To determine the height when you stop rising after jumping upward with a speed of 1.7 m/s, we can use the principles of motion and the equations of motion.

The equation we need to use is the kinematic equation for vertical motion:

vf^2 = vi^2 + 2ad

Where:
vf = final velocity (which will be zero when you stop rising)
vi = initial velocity (1.7 m/s in this case)
a = acceleration (which is equal to the acceleration due to gravity, approximated as -9.8 m/s^2)
d = displacement or height (what we want to find)

Rearranging the equation, we can solve for d:

0^2 = (1.7 m/s)^2 + 2 * (-9.8 m/s^2) * d

0 = 2.89 m^2/s^2 - 19.6 m/s^2 * d

-2.89 m^2/s^2 = -19.6 m/s^2 * d

d = -2.89 m^2/s^2 / -19.6 m/s^2

d ≈ 0.147 m

So, when you stop rising, you will be approximately 0.147 meters high.

To find out how high you will be when you stop rising after jumping upward with a speed of 1.7 m/s, we can use the principles of projectile motion.

Step 1: Determine the initial vertical velocity (v₀y):
In this case, the initial vertical velocity is the speed at which you jump upward, which is 1.7 m/s. Since we are considering upward motion only, the initial vertical velocity is positive.

Step 2: Determine the acceleration in the vertical direction (aₙ):
The acceleration due to gravity (g) acts in the downward direction and its value is approximately 9.8 m/s².

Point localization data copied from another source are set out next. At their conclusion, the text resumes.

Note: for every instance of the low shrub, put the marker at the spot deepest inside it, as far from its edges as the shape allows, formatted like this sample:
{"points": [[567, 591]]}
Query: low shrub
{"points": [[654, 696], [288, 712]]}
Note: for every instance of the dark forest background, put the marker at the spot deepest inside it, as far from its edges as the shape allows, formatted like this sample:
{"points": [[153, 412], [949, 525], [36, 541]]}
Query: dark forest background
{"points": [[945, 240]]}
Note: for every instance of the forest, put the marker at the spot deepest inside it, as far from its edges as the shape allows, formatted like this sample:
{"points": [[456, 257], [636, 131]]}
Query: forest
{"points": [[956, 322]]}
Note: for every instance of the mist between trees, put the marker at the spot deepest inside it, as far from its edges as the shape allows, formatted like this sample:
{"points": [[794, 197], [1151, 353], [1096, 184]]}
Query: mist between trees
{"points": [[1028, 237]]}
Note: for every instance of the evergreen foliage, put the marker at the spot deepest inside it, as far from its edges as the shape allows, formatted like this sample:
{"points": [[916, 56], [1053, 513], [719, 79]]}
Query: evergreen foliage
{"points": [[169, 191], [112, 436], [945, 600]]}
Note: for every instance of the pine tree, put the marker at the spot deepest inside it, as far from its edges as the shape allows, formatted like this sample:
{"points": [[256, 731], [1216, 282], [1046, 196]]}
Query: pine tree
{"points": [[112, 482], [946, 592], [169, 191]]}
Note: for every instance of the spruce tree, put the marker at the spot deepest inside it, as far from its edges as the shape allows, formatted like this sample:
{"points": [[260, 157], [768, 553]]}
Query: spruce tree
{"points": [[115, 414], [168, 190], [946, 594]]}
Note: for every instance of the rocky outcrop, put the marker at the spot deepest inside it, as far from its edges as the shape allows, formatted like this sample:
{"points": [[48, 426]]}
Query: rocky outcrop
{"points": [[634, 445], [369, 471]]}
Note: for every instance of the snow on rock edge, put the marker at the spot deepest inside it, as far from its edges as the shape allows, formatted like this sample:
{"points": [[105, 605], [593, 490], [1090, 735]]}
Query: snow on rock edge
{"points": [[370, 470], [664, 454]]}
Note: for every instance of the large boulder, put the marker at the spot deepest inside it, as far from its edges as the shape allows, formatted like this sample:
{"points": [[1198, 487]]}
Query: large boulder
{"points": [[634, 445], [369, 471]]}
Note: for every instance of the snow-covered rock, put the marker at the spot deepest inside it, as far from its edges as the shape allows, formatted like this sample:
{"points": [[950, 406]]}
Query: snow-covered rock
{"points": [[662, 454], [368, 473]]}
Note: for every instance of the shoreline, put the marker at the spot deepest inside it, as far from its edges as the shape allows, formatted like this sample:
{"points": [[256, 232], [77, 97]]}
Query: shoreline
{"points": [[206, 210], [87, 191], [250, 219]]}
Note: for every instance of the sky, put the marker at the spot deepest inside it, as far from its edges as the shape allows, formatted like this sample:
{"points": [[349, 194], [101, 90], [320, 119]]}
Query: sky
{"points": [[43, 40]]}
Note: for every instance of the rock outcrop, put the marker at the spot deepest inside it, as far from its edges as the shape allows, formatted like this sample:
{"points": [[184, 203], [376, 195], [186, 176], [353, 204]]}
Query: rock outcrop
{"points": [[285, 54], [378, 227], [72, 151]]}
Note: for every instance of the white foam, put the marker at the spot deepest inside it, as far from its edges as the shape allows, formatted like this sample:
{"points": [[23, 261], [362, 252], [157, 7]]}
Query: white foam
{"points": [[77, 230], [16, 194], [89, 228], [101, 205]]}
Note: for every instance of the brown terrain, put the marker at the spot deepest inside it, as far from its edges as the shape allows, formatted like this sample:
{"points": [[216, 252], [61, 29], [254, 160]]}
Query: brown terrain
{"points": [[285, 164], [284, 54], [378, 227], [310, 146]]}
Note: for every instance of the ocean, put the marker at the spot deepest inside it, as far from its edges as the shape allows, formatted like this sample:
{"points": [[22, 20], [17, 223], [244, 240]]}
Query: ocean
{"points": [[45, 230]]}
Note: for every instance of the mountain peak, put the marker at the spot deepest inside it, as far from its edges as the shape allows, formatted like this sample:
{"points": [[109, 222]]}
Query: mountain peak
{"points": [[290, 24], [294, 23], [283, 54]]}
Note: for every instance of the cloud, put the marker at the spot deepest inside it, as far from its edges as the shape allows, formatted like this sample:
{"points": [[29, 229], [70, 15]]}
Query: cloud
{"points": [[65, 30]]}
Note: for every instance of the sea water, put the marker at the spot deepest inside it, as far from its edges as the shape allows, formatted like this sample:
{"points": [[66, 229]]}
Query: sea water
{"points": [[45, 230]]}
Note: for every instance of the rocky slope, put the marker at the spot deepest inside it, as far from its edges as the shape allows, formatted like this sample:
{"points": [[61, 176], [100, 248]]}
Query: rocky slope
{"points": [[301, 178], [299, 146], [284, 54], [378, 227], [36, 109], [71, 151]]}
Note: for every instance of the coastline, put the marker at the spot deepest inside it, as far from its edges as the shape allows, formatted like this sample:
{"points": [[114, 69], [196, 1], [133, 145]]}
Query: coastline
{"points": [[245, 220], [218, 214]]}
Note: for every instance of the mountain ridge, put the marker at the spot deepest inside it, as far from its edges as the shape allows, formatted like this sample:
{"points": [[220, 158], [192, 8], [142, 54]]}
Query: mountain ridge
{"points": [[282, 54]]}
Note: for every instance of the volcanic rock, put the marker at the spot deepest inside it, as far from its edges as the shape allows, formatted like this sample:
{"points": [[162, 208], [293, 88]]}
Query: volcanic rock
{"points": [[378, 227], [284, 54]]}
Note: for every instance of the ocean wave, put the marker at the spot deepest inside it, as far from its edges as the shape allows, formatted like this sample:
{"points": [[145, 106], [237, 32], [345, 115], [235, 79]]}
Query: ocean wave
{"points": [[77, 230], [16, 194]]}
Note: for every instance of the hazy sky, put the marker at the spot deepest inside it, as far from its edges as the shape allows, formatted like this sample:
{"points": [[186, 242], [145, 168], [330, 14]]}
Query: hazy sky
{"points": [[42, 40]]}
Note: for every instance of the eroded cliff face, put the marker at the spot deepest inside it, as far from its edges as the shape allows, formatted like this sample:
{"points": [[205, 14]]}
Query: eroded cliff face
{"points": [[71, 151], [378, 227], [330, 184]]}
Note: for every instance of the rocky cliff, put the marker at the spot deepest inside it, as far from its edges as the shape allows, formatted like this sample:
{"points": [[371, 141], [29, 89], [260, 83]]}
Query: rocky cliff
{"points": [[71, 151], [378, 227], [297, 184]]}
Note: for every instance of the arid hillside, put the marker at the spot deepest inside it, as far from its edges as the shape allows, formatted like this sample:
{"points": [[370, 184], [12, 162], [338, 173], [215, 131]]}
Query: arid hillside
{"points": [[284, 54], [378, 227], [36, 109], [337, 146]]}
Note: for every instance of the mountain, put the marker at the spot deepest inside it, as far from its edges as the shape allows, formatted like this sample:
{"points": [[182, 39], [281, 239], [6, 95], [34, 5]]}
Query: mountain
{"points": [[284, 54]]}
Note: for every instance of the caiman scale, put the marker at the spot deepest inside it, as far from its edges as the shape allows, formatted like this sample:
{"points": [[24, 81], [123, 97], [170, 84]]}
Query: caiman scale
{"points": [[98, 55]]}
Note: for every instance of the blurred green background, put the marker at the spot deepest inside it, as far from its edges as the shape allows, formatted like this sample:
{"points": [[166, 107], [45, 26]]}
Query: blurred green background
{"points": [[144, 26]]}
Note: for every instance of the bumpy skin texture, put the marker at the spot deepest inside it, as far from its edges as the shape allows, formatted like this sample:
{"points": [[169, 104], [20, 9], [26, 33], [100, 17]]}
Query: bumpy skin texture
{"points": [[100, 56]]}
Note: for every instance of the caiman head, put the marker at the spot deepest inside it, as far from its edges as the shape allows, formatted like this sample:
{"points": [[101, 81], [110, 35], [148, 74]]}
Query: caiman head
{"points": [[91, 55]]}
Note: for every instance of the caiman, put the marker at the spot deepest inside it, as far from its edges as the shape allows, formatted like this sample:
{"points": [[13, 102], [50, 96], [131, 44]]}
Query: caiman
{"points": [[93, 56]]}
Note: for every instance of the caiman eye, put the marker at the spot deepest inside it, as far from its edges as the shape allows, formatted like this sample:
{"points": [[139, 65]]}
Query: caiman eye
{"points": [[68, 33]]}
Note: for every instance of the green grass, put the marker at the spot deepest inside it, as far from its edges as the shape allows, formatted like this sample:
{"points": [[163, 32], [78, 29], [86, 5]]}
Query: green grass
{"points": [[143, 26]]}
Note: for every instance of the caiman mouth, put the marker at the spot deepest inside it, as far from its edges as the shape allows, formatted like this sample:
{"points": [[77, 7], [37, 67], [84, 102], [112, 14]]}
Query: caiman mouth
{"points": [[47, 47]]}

Step 3: Use the kinematic equation to solve for the height (h):
The kinematic equation that relates the final velocity (v_y) in the vertical direction, the initial vertical velocity (v₀y), the acceleration in the vertical direction (aₙ), and the height (h) is:
v_y² = v₀y² + 2aₙh

Since you want to find the height when you stop rising, your final vertical velocity (v_y) will be zero. Thus, the equation becomes:
0 = v₀y² + 2aₙh

Now we can substitute the known values into the equation:
0 = (1.7 m/s)² + 2(-9.8 m/s²)h

Simplifying the equation:
0 = 2.89 m²/s² - 19.6 m/s²h

Rearranging the equation to solve for h:
19.6 m/s²h = 2.89 m²/s²
h = 2.89 m²/s² / 19.6 m/s²
h ≈ 0.1477 m

Therefore, when you stop rising, you will be approximately 0.1477 meters (or 14.77 centimeters) above your initial position.